Наташа удивленно, любопытными глазами смотрела на Соню и молчала. Она чувствовала, что то, что говорила Соня, была правда, что была такая любовь, про которую говорила Соня; но Наташа ничего подобного еще не испытывала. Она верила, что это могло быть, но не понимала.

— Ты напишешь ему? — спросила она.

Соня задумалась. Вопрос о том, как писать к Nicolas и нужно ли писать, был вопрос, мучивший ее. Теперь, когда он был уже офицер и раненый герой, хорошо ли было с ее стороны напоминать ему о себе и как будто о том обязательстве, которое он взял на себя в отношении ее.

— Не знаю; я думаю, коли он пишет, — и я напишу, — краснея, сказала она.

— И тебе не стыдно будет писать ему?

Соня улыбнулась.

— Нет.

— А мне стыдно будет писать Борису, я не буду писать.

— Да отчего же стыдно?

— Да так, я не знаю. Неловко, стыдно.

— А я знаю, отчего ей стыдно будет, — сказал Петя, обиженный первым замечанием Наташи, — оттого, что она была влюблена в этого толстого с очками (так называл Петя своего тезку, нового графа Безухова); теперь влюблена в певца в этого (Петя говорил об итальянце, Наташином учителе пенья): вот ей и стыдно.

— Петя, ты глуп, — сказала Наташа.

— Не глупее тебя, матушка, — сказал девятилетний Петя, точно как будто он был старый бригадир.

Графиня была приготовлена намеками Анны Михайловны во время обеда. Уйдя к себе, она, сидя на кресле, не спускала глаз с миниатюрного портрета сына, вделанного в табакерке, и слезы навертывались ей на глаза. Анна Михайловна с письмом, на цыпочках, подошла к комнате графини и остановилась.

— Не входите, — сказала она старому графу, шедшему за ней, — после, — и затворила за собой дверь.

Граф приложил ухо к замку и стал слушать.

Сначала он слышал звуки равнодушных речей, потом один звук голоса Анны Михайловны, говорившей длинную речь, потом вскрик, потом молчание, потом опять оба голоса вместе говорили с радостными интонациями, и потом шаги, и Анна Михайловна отворила ему дверь. На лице Анны Михайловны было гордое выражение оператора, окончившего трудную ампутацию и вводящего публику для того, чтоб она могла оценить его искусство.

— C’est fait![^339] — сказала она графу, торжественным жестом указывая на графиню, которая держала в одной руке табакерку с портретом, в другой — письмо и прижимала губы то к тому, то к другому.

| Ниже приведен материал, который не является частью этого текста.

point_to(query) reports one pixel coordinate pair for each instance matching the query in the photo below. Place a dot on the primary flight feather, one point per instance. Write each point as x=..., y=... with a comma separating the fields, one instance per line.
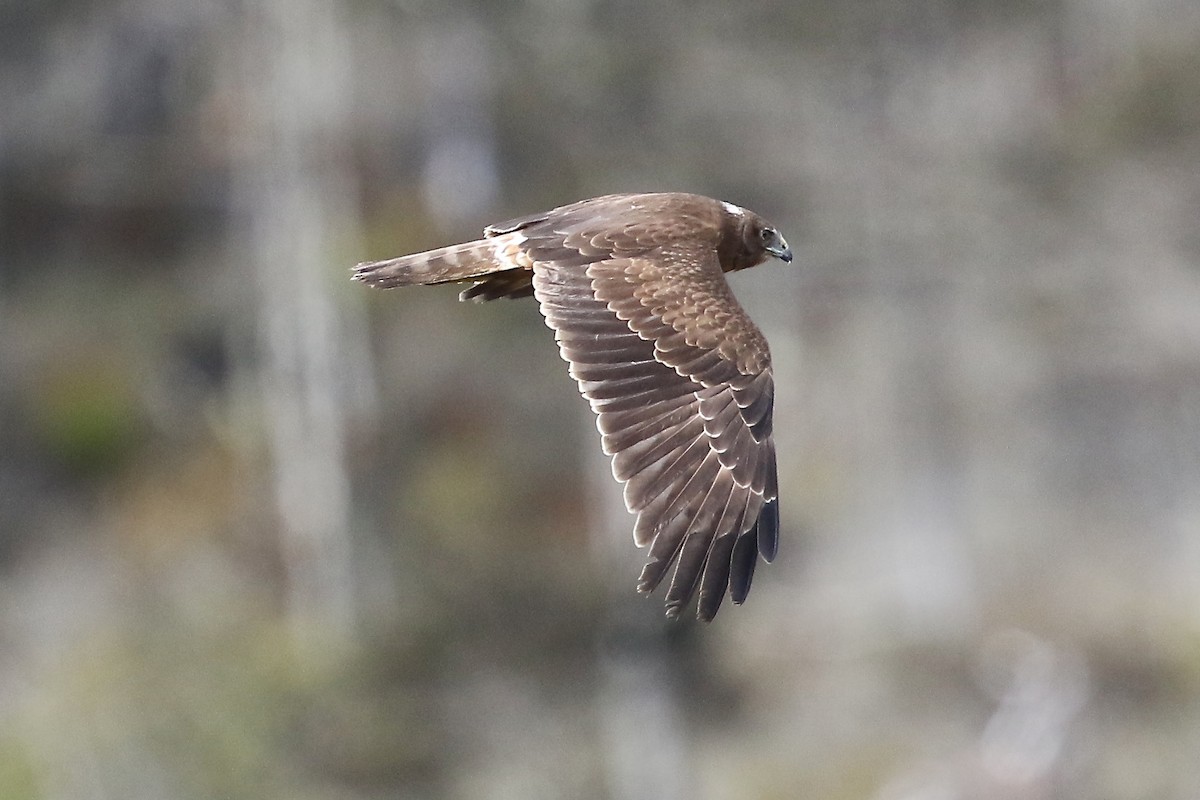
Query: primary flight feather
x=679, y=377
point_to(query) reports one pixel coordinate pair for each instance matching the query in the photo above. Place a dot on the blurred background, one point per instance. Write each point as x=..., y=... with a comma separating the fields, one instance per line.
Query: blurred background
x=268, y=534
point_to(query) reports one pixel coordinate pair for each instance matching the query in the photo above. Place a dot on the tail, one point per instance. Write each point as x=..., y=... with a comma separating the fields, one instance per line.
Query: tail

Увидав графа, она протянула к нему руки, обняла его лысую голову и через лысую голову опять посмотрела на письмо и портрет и опять, для того чтобы прижать их к губам, слегка оттолкнула лысую голову. Вера, Наташа, Соня и Петя вошли в комнату, и началось чтение. В письме был кратко описан поход и два сражения, в которых участвовал Николушка, производство в офицеры и сказано, что он целует руки maman и papa, прося их благословения, и целует Веру, Наташу, Петю. Кроме того, он кланяется m–r Шелингу и m-me Шосс, и няне, и, кроме того, просит поцеловать дорогую Соню, которую он все так же любит и о которой все так же вспоминает. Услыхав это, Соня покраснела так, что слезы выступили ей на глаза. И, не в силах выдержать обратившиеся на нее взгляды, она побежала в залу, разбежалась, закружилась и, раздув баллоном платье, вся раскрасневшаяся и улыбающаяся, села на пол. Графиня плакала.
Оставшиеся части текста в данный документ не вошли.